制作年 | 19世紀初頭 |
制作国 | イタリア |
制作者 | ニコラ・モレッリ |
素材 | アゲート、ダイヤモンド、ゴールド、シルバー |
サイズ | L48mm W36mm |
傑出した歴史的なゴールドのオーバルのメダイヨンには、積層アゲートにナポレオン1世の胸像を彫ったカメオが配され、ビーディングを施したゴールドの縁取りが施されている。ナポレオンは右を向き、ダイヤモンドをあしらい、リボンで結んだ月桂樹のリースを冠し、首元のオールドカット・ダイヤモンドをパヴェ・セットしたドレープは頭文字のNを配したブローチで留められ、さらに象徴的なゴールドのミツバチがピン留めされている。カメオのショルダーの断面にMORELLIの名が刻まれている。後年、ブローチとする金具が取り付けられた。
皇帝ナポレオンから大臣のバッサーノ公爵に贈られたもので、以後その子孫に受け継がれてきた。
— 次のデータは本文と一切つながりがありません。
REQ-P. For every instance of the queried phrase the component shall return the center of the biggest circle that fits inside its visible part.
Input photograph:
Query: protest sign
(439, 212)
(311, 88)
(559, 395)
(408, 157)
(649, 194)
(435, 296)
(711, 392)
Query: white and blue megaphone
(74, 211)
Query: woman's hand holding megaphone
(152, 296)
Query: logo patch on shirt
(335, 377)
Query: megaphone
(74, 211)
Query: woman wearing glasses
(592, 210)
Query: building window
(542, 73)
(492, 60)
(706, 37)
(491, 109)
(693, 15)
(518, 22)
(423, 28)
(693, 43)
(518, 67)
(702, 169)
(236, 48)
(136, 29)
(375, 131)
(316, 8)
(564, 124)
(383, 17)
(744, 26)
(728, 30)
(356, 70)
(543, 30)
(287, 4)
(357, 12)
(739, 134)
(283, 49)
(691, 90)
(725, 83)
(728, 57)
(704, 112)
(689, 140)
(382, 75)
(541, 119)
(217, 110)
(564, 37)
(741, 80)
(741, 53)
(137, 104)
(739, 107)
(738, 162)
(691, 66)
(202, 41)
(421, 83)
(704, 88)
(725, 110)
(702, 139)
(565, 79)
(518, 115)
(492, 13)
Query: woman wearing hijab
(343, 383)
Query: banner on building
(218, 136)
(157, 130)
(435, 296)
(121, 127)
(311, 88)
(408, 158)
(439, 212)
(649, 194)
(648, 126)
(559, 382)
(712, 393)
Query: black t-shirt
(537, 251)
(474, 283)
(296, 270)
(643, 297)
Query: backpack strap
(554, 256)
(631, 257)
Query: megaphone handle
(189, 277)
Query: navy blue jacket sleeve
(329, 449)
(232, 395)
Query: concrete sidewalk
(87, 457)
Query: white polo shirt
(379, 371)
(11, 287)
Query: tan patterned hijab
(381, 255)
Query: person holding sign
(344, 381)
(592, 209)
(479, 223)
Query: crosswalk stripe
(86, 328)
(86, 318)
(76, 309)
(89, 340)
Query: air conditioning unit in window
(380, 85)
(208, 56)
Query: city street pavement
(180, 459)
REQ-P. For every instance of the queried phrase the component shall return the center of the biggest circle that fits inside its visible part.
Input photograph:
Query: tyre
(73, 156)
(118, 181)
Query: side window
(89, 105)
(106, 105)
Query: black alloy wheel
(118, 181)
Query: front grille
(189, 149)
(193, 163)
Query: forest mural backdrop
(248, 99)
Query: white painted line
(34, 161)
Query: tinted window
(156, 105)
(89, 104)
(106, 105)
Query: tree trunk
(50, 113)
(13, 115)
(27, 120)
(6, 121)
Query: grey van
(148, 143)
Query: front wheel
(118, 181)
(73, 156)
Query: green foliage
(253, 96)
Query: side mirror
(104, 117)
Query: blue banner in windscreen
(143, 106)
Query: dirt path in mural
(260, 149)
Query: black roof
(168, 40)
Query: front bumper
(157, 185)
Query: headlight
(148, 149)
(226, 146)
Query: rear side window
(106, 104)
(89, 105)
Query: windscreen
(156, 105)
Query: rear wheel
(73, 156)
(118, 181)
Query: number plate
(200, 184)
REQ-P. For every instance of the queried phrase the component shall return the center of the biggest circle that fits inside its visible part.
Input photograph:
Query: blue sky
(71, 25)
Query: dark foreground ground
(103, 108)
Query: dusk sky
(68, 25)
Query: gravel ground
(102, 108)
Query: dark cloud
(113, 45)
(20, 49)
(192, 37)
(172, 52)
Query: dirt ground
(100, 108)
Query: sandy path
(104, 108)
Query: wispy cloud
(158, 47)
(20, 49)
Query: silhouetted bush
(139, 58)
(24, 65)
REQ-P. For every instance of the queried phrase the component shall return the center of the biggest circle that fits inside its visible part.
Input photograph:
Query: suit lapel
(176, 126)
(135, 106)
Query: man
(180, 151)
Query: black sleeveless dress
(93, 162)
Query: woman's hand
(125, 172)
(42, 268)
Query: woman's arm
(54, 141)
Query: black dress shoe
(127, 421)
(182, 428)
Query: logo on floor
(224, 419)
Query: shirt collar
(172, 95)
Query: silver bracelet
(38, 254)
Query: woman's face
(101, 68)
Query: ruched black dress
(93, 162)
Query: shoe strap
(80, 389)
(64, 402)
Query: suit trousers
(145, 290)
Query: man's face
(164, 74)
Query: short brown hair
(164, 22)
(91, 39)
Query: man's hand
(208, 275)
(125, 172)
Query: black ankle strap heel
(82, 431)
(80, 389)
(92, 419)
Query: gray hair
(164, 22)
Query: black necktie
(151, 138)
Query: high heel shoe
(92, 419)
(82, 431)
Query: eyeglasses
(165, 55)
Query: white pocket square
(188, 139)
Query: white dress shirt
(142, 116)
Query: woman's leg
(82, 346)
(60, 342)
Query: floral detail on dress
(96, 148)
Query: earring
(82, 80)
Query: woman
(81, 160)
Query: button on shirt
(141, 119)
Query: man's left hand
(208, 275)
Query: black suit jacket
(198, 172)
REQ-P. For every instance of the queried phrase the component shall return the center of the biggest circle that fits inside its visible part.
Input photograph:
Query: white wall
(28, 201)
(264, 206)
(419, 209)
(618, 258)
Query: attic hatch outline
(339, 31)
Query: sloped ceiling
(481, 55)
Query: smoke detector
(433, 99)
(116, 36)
油絵の肖像画がローマの聖ルカ国立アカデミーに収蔵されているニコラ・モレッリ(1771-1838)は、19世紀の初めに同市で活動していた傑出した宝石彫刻師グループのひとりであった。彼は古代ギリシャではじまり、皇帝アウグストゥス(B. C.63―A. D. 14)の治世下に完璧の域に達し、後に16世紀および18世紀にリバイバルした、レリーフまたはインタリオのミニアチュール・ハードストーン彫刻の洗練された芸術の最後の盛期を代表する人物である。次いで、ナポレオン帝政時代には、これらの宝石彫刻師たちの主要な仕事は、社会の秩序と安全に責任を負う君主を、他の人びとよりも優れた人物として表現することであった。このような意図から、モレッリはナポレオンを、聡明な若き軍事的英雄であり、国民を奮い立たせる優れた政治家としてカメオに表現した。ナポレオンの宮廷画家であるJ.L.ダヴィッドによって“美しく純粋にして古代彫刻さながらに見事である”と評された気高き横顔は、カメオ・アビエの技法で施されたダイヤモンドのディテールによってさらに引き立てられている。このダイヤモンドの輝きによってカメオを際立たせる技法は、ローマの宝石商が、教会や国家の君主たちからの特別な注文に用いていた。ナポレオンが、勇敢なネイ元帥の妻であるモスクワのプリンセスや、1804年に自身の母親に贈った個人蔵のリングにも、同様のアビエが施されたモレッリ作のインペリアル・カメオが配されている。同じくモレッリによる最も印象的なヴァージョンは、背面のラピスラズリのプラークに、チェイシングによるゴールドの稲妻を掴む鷲があしらわれており、ナポレオンがセント・ヘレナ島に幽閉されている際に、イギリス人のナポレオン賛美者であり、東インド会社創立者のひとりであったウィリアム・フレイザーに送ったものである。肖像カメオにおけるモレッリの高度な水準は、卓越した弟子であるベネデット・ピストルッチ(1784-1855)によって受け継がれた。ナポレオンは自らの肖像をギフトとして贈ることの政治的目的を十分に理解していた。それらはメダイヨンやリングだけでなく、褒美や重要な出来事の記念の品として男性用の嗅ぎ煙草入れや女性用のその他のジュエリーにもマウントされた。本作では、彼の個人的な頭文字であるNとともにミツバチが配されているが、フランスの王位についた以前のブルボン家の王たちのフルール・ド・リスと自らを区別するためのシンボルとなっている。これらのミツバチは、フランク王クロヴィスの父親のキルデリク(458年没)の遺体のまわりに巻かれたマントを覆ったハチにインスピレーションを受けたもので、古代ローマの作家プリニウスやヴェルギリウスもミツバチの勤勉さと倹約を称賛し、「彼らは君主なしには生きていけない」とミツバチの君主に対する忠誠心を指摘している。